Take your own sweet time when doing ANYTHING.
When giving directions, finish with "it's right down yonder on the left."
Talk REAL slow, and ask them to speak slower so you can understand what they're saying.
When they talk about how great it is in the city, tell them "Ole Bessie's ready when you are."
Refer to every soft drink as a Coke; every motorcycle as a "Honder," etc.
Always order sweet tea and/or grits. When they don't have it, raise a rucus.
Offer to send them a bottle of fresh air.
Insist on being addressed by your first AND middle names (e.g. Lisa Marie, Jim Bob, etc.).
Address all males as "son" and all females as "little lady."
Correct their pronunciation of certain words. For example: "It's "pee-can.""
Put Tabasco on everything.
For New Yorkers: Act as if the whole state of New York is New York City. In other words, if they say, "Yo, I'm from upstate New Yoik!," say "Well, I'll be, my wife has always wanted to see a Broadway show!"
When invited to dinner, offer to bring dessert.

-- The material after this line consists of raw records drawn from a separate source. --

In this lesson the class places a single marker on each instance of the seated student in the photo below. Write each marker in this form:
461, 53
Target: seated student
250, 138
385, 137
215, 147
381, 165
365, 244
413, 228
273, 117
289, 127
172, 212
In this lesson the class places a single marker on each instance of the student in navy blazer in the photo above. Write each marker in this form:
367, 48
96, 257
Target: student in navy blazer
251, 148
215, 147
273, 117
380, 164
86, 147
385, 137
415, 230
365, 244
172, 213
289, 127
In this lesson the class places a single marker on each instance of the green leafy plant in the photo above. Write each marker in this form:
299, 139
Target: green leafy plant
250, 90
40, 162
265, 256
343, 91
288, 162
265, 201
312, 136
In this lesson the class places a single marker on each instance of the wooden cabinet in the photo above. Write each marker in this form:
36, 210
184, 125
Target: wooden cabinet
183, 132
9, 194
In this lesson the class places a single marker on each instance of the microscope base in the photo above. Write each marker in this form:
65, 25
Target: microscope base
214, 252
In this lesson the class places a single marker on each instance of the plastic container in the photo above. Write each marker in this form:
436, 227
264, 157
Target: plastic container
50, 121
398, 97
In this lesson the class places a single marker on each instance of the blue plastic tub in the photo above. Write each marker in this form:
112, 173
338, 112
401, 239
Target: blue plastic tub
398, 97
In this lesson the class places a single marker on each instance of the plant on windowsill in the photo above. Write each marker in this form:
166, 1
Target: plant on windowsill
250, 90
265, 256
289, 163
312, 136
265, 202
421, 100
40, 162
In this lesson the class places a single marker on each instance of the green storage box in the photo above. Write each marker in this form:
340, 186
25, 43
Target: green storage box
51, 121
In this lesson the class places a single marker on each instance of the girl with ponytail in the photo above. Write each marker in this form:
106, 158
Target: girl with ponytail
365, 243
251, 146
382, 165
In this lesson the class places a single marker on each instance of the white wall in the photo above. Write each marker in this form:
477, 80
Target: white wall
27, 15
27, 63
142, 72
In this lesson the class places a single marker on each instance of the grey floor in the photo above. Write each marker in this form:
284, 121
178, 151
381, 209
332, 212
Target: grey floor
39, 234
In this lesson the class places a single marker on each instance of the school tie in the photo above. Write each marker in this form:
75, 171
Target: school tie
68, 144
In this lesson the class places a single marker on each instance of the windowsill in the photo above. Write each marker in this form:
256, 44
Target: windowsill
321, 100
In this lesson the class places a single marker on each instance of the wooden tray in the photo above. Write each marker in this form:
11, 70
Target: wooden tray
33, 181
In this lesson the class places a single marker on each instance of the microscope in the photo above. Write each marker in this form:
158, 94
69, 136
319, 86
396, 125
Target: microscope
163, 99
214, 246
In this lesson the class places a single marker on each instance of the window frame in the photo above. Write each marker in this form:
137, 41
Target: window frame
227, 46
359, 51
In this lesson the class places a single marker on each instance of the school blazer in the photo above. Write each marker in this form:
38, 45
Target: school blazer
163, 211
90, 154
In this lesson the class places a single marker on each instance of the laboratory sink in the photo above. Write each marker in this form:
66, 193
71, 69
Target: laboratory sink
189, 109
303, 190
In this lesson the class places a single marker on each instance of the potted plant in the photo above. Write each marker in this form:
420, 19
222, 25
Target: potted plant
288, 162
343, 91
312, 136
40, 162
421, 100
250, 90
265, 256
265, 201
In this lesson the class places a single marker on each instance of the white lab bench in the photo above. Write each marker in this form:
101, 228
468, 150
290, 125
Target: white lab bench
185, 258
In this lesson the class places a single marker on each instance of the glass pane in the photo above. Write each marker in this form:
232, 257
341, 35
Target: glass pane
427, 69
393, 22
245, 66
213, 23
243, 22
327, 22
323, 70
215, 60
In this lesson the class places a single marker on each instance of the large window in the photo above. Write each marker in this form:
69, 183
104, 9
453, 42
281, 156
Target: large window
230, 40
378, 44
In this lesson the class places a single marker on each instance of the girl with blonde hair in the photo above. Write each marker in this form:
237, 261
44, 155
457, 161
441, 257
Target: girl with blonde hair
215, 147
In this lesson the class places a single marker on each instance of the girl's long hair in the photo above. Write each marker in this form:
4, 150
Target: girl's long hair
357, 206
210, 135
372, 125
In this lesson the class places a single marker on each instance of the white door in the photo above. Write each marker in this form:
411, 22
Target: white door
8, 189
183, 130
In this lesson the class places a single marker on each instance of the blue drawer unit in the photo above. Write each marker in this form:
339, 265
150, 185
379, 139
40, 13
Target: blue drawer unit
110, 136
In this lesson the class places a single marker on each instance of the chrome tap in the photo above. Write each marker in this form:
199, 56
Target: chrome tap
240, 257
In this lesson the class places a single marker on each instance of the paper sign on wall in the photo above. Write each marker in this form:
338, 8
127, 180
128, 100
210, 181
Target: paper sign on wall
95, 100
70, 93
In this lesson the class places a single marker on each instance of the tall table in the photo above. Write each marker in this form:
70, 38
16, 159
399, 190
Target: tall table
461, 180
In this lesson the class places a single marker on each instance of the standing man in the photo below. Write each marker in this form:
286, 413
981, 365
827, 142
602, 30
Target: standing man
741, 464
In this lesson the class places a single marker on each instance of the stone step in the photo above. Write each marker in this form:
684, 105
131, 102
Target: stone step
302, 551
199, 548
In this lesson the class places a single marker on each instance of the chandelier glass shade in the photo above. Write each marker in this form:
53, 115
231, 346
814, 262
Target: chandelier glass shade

Show up with a box of Moon Pies. . .Banana ones.
Name all of your children "Bubba."
Use the word "reckon" in a sentence.
"Mash" buttons. "Cut off" lights. "Carry" the kids to school. "Fetch" something.
Never simply "do" something. Always be "fixin to do" something.
Tell them you don't have an accent; they do.
Be sure to include "yes/no ma'am/sir" in all conversations.
Ask them if its still snowing up North. Then tell 'em you went driving around in your convertible this weekend. Though this one dont work for you northern rednecks (grin) less'n you dont mind snow in your car.....
Call 'em Cityfied. Works every time.